In other alternate embodiment of the invention, the range image sensor has a camera structure constructed with an optical system and a two-dimensional photosensitive array disposed to face the detection area via the optical system. Based on camera calibration data previously recorded with respect to the range image sensor, the object detection stage converts a camera coordinate system of the foreground range image depending on the camera structure into an orthogonal coordinate system, and thereby generates an orthogonal coordinate conversion image that represents each position of presence/unpresence of said physical objects.

In other alternate embodiment of the invention, the object detection stage converts the orthogonal coordinate system of the orthogonal coordinate conversion image into a world coordinate system virtually set on the real space, and thereby generates a world coordinate conversion image that represents each position of presence/unpresence of said physical objects as actual position and actual dimension.

In this structure, the orthogonal coordinate system of the orthogonal coordinate conversion image is converted into the world coordinate system, for example, by rotation, parallel translation and so on based on data such as depression angle, position of the sensor and so on, so that it is possible to deal with data of one or more physical objects in the world coordinate conversion image as actual position and actual dimension (distance, size).

In other alternate embodiment of the invention, the object detection stage projects the world coordinate conversion image on a prescribed plane by parallel projection to generate a parallel projection image constituted of each image element seen from the prescribed plane in the world coordinate conversion image.

In this structure, it is possible to reduce data amount of the world coordinate conversion image by generating the parallel projection image.
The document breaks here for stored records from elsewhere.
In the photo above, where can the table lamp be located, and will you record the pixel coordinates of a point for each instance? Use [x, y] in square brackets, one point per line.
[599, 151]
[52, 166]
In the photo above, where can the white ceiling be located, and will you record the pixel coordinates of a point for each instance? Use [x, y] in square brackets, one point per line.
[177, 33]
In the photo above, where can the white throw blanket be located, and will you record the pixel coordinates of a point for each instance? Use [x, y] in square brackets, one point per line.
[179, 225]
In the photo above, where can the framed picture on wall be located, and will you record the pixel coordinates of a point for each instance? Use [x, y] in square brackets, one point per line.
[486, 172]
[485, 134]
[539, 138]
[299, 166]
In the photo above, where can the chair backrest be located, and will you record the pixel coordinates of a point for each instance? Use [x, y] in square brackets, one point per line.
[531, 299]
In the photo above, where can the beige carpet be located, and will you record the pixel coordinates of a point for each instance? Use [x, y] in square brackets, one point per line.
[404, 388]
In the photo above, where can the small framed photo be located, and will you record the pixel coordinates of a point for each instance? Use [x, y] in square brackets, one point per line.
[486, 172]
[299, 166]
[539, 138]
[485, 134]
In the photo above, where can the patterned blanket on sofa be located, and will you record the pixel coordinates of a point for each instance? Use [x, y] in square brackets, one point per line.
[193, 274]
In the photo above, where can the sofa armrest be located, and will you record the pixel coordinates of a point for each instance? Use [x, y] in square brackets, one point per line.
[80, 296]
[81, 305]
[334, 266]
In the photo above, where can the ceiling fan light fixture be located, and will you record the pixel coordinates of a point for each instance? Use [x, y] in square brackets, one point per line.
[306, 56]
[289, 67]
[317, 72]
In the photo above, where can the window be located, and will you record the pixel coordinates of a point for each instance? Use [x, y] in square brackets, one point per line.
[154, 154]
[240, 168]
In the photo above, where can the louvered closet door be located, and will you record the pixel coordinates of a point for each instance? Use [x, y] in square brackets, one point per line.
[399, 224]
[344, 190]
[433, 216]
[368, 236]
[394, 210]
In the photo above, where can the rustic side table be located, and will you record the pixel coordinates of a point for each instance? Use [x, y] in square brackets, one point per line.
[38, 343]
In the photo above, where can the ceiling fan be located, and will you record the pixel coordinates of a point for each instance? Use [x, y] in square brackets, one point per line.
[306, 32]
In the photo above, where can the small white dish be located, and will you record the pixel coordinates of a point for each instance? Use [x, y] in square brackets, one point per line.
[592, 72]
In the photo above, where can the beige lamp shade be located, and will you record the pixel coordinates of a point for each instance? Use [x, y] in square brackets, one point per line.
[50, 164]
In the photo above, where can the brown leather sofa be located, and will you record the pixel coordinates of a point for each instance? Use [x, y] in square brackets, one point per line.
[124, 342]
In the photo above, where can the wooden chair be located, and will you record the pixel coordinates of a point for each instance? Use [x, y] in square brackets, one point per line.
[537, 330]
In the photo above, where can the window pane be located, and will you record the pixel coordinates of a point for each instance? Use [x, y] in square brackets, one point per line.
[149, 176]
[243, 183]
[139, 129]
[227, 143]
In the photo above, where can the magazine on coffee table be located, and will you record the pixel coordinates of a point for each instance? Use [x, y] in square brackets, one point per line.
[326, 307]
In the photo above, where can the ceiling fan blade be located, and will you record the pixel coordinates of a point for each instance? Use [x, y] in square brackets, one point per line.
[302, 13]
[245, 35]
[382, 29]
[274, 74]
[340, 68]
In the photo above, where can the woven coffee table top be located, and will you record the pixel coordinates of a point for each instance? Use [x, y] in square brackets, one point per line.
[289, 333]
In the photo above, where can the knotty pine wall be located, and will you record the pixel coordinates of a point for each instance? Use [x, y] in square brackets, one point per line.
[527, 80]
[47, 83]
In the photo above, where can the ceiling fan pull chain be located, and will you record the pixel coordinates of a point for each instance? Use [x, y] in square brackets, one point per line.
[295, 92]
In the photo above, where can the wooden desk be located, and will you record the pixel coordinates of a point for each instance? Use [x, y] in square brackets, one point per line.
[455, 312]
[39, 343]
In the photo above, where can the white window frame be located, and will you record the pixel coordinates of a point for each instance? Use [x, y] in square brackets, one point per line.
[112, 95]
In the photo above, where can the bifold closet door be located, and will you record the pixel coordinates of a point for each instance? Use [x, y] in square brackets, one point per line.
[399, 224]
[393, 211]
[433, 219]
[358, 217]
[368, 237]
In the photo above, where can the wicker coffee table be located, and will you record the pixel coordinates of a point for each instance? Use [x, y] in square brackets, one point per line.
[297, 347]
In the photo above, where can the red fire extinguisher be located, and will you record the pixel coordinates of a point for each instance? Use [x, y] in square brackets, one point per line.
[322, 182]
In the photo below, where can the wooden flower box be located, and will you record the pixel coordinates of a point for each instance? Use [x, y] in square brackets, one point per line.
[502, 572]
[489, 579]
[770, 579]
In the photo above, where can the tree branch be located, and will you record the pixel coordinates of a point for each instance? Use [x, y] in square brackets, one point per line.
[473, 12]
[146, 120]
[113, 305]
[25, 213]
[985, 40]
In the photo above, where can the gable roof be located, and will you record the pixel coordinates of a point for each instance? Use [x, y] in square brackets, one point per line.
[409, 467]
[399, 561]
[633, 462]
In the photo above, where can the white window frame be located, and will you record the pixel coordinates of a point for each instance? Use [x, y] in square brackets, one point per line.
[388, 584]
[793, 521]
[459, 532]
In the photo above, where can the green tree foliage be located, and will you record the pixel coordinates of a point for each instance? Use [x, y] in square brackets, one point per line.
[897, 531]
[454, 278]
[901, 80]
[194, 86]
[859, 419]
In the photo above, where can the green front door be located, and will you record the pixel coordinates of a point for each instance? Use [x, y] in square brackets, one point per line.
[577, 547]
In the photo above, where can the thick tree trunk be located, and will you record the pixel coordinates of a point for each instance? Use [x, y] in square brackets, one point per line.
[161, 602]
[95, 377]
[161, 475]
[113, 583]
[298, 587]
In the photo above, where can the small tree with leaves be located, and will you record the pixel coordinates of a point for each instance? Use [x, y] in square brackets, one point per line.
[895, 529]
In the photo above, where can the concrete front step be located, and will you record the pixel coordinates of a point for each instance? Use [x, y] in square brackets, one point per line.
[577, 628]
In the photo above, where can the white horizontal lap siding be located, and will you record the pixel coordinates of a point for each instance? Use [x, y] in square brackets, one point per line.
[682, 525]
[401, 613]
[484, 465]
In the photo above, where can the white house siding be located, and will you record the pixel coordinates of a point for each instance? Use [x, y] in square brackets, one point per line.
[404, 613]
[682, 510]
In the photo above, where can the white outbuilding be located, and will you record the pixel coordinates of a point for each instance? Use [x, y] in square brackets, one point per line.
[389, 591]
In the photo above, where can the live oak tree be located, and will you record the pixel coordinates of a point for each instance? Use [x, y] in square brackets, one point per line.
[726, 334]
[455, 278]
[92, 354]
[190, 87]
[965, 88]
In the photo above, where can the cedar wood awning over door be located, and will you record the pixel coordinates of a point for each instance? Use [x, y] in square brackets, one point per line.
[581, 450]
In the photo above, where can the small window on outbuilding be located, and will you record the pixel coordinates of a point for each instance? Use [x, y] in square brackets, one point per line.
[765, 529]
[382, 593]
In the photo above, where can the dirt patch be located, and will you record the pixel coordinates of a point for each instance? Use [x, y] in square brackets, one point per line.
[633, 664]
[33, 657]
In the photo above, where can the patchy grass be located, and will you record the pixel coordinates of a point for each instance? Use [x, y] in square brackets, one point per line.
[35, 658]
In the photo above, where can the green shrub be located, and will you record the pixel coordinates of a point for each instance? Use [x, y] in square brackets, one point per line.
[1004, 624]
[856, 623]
In addition, for example, when the plane is a horizontal plane on the ceiling side, data of one or more persons to be detected can be separately extracted from the parallel projection image. When the plane is a vertical plane, a two-dimensional silhouette of side face of each person can be obtained from the parallel projection image, and therefore if a pattern corresponding to the silhouette is used, a person(s) can be detected based on the parallel projection image.

In other alternate embodiment of the invention, the object detection stage extracts sampling data corresponding to part of one or more physical objects from the world coordinate conversion image, and identifies whether or not the data corresponds to reference data previously recorded based on region of a person to distinguish whether a physical object(s) corresponding to the sampling data is(are) a person(s) or not, respectively.